As the title says, the question is whether there are uncountably many non-homeomorphic compact subsets of the unit circle.

I'm assuming this is true, but I wouldn't mind an elegant proof.

Answer 1

For each countable ordinal $\alpha$ let $X_\alpha=\omega^\alpha+1$, where the exponentiation is ordinal exponentiation, and $X_\alpha$ is the space of ordinals less than or equal to $\omega^\alpha$ with the order topology. This is a compact space, and $X_\alpha$ and $X_\beta$ have different Cantor-Bendixson ranks when $\alpha\ne\beta$, so $\{X_\alpha:\alpha<\omega_1\}$ is an uncountable family of pairwise non-homeomorphic countable compact Hausdorff spaces. It’s well-known that every countable ordinal space embeds in $\Bbb R$, hence in $\left[0,\frac12\right)$, and hence in the circle.

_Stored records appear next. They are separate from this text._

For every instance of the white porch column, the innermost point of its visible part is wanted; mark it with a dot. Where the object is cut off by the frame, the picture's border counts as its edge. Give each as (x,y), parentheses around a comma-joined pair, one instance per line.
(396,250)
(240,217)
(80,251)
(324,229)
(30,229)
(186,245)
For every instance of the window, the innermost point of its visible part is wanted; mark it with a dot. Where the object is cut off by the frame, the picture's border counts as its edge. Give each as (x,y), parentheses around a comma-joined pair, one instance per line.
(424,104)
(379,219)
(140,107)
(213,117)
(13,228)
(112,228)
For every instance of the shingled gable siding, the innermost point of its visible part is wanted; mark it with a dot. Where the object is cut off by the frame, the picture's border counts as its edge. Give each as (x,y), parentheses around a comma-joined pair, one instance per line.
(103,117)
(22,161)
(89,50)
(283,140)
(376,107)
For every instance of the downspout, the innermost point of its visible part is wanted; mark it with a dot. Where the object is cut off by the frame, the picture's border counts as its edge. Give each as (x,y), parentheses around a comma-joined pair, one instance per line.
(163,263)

Added: Let $C$ be the middle-thirds Cantor set, and let $\{p_n:n\in\omega\}$ be an enumeration of the left endpoints of the deleted intervals. If $A\subseteq[\omega_1]^\omega$, let $A=\{\alpha_n:n\in\omega\}$ be the increasing enumeration, and attach a copy of $X_{\alpha_n}$ to $C$ at $p_n$ by identifying $\omega^{\alpha_n}$ with $p_n$; the rest of $X_{\alpha_n}$ should lie in the interval whose left endpoint is $p_n$. Call the resulting space $C_A$. The spaces $C_A$ for $A\in[\omega_1]^\omega$ are pairwise non-homeomorphic and compact, and there are $2^\omega$ of them.